Yearly Archives: 2008

It must be muscle

Back in late September — about a year after I started working out regularly — I hit a plateau. The lowest I've reached is about 167 pounds, and I've bounced back to an average of 170 ever since. Two pieces of equipment in the workout room of my apartment complex had broken down, and the manufacturer was taking its sweet old time repairing them. (Only in the last few weeks was the equipment working again.)

These confluence of events spurred me to do something different with my diet and exercise regimen. The Abs Diet was recommended in a few threads on Ask Metafilter, where I learned about The Hacker's Diet. I used the method of measurement in The Hacker's Diet to gauge my progress, and I figured if the Hive Mind were right about that, it would be right about this.

After reading through the book — and cringing at the writing — I went ahead and tried it out. I bought some dumbbells to substitute for the broken gym equipment, and I rearranged my diet to accommodate the "power foods" recommended by the author. I stopped watching calories, as instructed.

But I had some suspicions. Because I was at a plateau, I didn't think ignoring calorie counts would really help. That would be the point where calorie counting because more important.

A lot of the testimonies in the book came from people who lost 10-15 pounds in the six weeks promised by the book's subtitle. Thing is, I got those same results without using The Abs Diet. Those first few pounds are water, and five of them went missing in my first week of exerce. I lost 10 pounds from the very end of August to the very end of September. By October, I was down 17 pounds. During a plateau, I would not register such a change. If I did lose weight, I predicted it would be very, very nominal.

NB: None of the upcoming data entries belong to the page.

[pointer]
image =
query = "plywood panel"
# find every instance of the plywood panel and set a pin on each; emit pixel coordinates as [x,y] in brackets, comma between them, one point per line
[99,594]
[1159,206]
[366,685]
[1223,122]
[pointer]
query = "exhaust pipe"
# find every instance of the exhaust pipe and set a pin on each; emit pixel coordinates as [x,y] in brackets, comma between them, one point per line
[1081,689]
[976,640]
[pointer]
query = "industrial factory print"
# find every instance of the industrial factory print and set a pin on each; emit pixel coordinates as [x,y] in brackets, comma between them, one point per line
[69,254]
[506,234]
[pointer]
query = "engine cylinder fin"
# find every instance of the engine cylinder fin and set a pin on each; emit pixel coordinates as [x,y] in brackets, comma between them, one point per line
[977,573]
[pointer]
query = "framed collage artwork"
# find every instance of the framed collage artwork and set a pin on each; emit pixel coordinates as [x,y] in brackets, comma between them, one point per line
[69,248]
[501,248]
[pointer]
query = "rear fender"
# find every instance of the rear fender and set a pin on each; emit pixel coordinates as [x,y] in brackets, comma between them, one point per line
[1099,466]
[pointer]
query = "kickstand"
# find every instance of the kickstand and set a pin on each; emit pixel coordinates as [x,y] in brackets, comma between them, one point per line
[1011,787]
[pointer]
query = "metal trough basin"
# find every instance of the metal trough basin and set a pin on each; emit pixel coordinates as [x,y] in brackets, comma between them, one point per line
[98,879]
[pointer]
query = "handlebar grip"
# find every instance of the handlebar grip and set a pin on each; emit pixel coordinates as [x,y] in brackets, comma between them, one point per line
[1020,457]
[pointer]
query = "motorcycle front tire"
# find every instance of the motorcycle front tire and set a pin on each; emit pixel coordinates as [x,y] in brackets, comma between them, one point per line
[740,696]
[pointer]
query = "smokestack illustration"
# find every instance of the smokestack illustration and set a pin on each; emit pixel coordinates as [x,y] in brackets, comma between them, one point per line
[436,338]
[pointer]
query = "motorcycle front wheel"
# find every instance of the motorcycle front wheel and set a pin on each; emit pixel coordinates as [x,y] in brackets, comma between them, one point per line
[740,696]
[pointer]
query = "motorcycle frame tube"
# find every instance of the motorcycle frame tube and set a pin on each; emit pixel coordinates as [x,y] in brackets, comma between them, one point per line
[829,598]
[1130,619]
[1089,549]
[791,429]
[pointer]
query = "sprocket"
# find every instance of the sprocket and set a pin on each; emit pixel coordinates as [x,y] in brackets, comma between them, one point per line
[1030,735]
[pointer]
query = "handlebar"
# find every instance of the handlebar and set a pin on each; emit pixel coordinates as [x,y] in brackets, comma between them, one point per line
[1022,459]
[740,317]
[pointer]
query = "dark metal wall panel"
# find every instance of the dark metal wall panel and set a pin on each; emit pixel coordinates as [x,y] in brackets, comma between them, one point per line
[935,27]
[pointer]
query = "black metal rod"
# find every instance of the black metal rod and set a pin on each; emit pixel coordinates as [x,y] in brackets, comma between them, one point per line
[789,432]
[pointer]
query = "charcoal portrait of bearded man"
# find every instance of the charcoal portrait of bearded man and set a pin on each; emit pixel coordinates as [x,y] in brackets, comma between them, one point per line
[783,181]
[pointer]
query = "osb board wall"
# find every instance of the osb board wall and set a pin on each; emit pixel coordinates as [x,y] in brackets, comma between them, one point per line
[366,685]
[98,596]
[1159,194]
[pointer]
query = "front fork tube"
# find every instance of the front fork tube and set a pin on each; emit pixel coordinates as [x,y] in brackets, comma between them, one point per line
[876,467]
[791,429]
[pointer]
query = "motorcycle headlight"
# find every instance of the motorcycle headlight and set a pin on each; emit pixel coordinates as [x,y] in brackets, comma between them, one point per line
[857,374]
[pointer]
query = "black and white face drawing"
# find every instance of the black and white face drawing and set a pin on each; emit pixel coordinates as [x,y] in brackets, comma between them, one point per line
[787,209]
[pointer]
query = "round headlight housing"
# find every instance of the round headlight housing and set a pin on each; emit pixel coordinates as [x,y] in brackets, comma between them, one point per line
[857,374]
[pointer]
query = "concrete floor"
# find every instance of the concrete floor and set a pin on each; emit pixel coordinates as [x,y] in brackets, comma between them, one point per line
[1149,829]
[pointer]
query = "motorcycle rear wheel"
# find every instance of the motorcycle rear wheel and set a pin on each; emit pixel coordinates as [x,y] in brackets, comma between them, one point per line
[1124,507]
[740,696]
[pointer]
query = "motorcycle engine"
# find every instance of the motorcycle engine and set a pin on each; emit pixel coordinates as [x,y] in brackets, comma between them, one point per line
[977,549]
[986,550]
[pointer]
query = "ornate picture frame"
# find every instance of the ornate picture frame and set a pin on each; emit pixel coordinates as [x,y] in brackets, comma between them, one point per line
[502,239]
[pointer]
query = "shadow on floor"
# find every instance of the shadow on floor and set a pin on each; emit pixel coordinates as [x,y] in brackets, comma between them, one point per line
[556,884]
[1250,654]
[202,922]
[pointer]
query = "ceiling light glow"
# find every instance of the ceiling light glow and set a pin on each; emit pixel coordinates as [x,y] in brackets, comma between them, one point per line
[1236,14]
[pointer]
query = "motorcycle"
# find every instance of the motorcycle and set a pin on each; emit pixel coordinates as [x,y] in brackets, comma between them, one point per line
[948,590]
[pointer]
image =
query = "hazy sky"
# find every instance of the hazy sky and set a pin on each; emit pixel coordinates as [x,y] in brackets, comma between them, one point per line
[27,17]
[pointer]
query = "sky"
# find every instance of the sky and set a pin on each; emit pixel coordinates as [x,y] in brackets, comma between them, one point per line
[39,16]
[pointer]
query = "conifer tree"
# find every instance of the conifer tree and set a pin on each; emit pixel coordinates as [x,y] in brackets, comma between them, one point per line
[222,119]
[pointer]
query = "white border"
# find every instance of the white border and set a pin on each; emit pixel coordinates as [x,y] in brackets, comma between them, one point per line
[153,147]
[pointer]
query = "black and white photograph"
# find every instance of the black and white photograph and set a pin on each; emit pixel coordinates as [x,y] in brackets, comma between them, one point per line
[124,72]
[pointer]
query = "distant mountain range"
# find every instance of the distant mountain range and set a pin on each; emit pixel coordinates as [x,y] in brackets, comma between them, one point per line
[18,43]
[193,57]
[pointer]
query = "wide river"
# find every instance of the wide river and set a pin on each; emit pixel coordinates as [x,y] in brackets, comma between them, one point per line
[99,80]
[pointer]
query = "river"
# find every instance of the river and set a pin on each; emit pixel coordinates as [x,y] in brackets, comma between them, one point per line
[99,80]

The Abs Diet recommended snacking between meals, which I did at the start of my diet because the smaller portions at lunch and breakfast left me wanting more. But once my body started adjusting to the new portions, snacks actually got in the way. Now I don't snack, but I still eat those same small portions. If I try to eat the way I did before, I'd feel sick fairly quickly. I didn't want the snacking to get me into the habit of expecting bigger portions.

But I decided to follow The Abs Diet as closely as I was comfortable, regardless of my instincts. Over the course of six weeks, I gained five pounds.

It wasn't until the fourth week — when it was clearly obvious The Abs Diet was not doing what it promised — that I got a second scale with a body fat monitor. In the last two weeks of The Abs Diet, I consoled myself with the steady daily reading of my body fat — an average of 22 percent, which is considered an acceptable body fat percentage. The ideal for me is closer to 17 percent.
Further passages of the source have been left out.